7. A score bar, comprising:

a caster incorporating a score wheel;

a bolt including a bolt head at a first end of which there is secured said caster;

a force sensor located around a shaft extending from a second end of the bolt head of said bolt;

a first sleeve located around the shaft of said bolt so as to secure said force sensor adjacent to the bolt head of said bolt; and

a fastener that interfaces with an end of said shaft protruding from said first sleeve so as to secure said first sleeve adjacent to said force sensor which is adjacent to the bolt head of said bolt.

8. The score bar of claim 7, further comprising a second sleeve located between an inner diameter of said force sensor and an outer diameter of the shaft of said bolt.

9. The score bar of claim 7, wherein said force sensor enables force data to be collected between at least one axis of the force sensor and a piece of material while the score wheel is drawn across the piece of material.

10. The score bar of claim 9, wherein said collected force data includes a normal force measured along a Z axis of the force sensor with respect to the piece of material.

11. The score bar of claim 9, wherein said collected force data includes:

a force that is measured along an X axis of the score wheel with respect to the piece of material.

12. The score bar of claim 7, wherein said force sensor is a piezoelectric three-axis force sensor.

13. The score bar of claim 7, wherein a computer analyzes the collected force data and identifies problems associated with scoring of the piece of material.

14. The score bar of claim 7, wherein said piece of material is a glass plate.

15. A system, comprising:

a score bar holder that holds a score bar and applies and draws a score wheel of the score bar across a sheet of material; and

a computer that interfaces with a force sensor and at least one charge amplifier associated with the score bar and collects force data associated with at least one axis of the force sensor while the score wheel is drawn across the sheet of material.

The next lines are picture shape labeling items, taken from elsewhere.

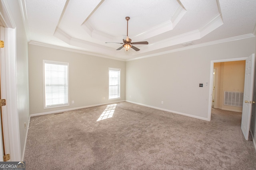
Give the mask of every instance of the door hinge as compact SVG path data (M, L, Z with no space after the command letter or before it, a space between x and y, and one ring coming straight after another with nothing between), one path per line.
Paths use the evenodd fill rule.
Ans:
M0 100L0 106L4 106L6 105L6 101L5 99L1 99Z
M6 162L9 160L10 160L10 154L5 154L4 156L4 161Z
M0 48L4 48L4 42L3 41L0 41Z

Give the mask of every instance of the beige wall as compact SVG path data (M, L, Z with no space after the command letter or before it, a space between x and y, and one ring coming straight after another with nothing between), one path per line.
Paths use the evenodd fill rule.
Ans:
M248 57L255 43L253 37L128 61L126 100L206 119L211 61Z
M124 61L29 45L31 115L75 109L125 100ZM69 106L44 109L43 60L69 63ZM109 100L108 68L121 68L121 98ZM106 99L103 100L103 97ZM71 101L74 103L72 104Z
M256 46L255 46L256 49ZM254 89L253 101L256 102L256 60L254 67ZM251 126L250 129L252 135L254 139L254 147L256 149L256 104L252 105L252 117L251 120Z
M224 92L244 92L245 61L216 63L214 107L224 110L242 112L242 107L224 105Z

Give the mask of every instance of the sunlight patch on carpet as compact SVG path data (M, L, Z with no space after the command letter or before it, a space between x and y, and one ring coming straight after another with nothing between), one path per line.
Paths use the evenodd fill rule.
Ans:
M112 117L117 104L113 104L108 105L104 111L101 114L97 121L104 119Z

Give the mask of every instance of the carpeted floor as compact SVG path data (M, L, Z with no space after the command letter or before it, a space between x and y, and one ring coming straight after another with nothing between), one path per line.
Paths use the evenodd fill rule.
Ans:
M213 109L207 121L126 102L33 117L24 161L27 170L255 170L241 119Z

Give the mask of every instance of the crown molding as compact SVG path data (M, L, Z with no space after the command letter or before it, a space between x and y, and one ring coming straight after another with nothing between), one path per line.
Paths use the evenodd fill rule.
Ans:
M256 23L255 23L255 25L254 25L254 27L253 28L253 31L252 31L252 34L254 35L254 36L256 36Z
M180 48L177 49L174 49L173 50L169 50L162 52L158 53L155 54L153 54L152 55L146 55L143 57L135 58L134 59L130 59L126 60L126 61L128 61L132 60L138 60L139 59L144 59L145 58L150 57L154 57L158 55L162 55L166 54L169 54L170 53L174 53L178 51L182 51L184 50L186 50L190 49L193 49L196 48L201 47L209 45L214 45L215 44L220 44L224 43L227 43L230 41L233 41L236 40L239 40L243 39L246 39L247 38L255 37L254 35L252 33L250 33L248 34L245 34L242 35L239 35L236 37L232 37L230 38L228 38L224 39L220 39L219 40L214 41L213 41L209 42L208 43L203 43L200 44L198 44L196 45L191 45L190 46L186 47L184 47Z
M30 41L28 43L28 44L31 44L32 45L37 45L39 46L44 47L45 47L51 48L52 49L64 50L65 51L72 52L74 53L80 53L81 54L86 54L87 55L90 55L93 56L98 57L100 57L105 58L106 59L111 59L112 60L118 60L118 61L125 61L125 60L124 60L124 59L118 59L118 58L114 58L114 57L112 57L108 56L106 56L105 55L103 55L100 54L97 54L94 53L90 53L90 52L83 51L82 50L79 50L76 49L71 49L68 47L58 46L57 45L45 44L44 43L39 43L38 42Z
M4 27L15 28L16 25L8 1L7 0L0 1L0 6L2 10L0 12L0 20Z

16. The system of claim 15, wherein said sheet of material is glass.

17. The system of claim 15, wherein said collected force data includes a normal force measured along a Z axis of the force sensor with respect to the sheet of material.

18. The system of claim 15, wherein said collected force data includes:

a normal force measured along a Z axis of the force sensor with respect to the sheet of material;

a rolling friction force measured along a Y axis of the force sensor with respect to the sheet of material; and

a force that is measured along an X axis of the force sensor with respect to the sheet of material.

19. The system of claim 15, wherein said force sensor is a piezoelectric three-axis force sensor.

20. The system of claim 15, wherein said computer analyzes the collected force data and identifies problems associated with the scoring of the sheet of material.

21. A method for scoring a piece of material, said method comprising the steps of:

applying a score wheel incorporated within a score bar to the piece of material;

drawing the score wheel across the piece of material; and

using a computer and a force sensor and at least one charge amplifier associated with the score bar to collect force data associated with at least one axis of the force sensor while the score wheel is drawn across the piece of material.

22. The method of claim 21, further comprising the step using the computer to analyze the collected force data and predict problems associated with the scoring of the piece of material.

23. The method of claim 21, wherein said computer collects force data which includes a normal force measured along a Z axis of the force sensor with respect to the piece of material.

24. The method of claim 21, wherein said computer collects force data which includes:

25. The method of claim 21, wherein said force sensor is a piezoelectric three-axis force sensor.

26. The method of claim 21, wherein said piece of material is a glass plate.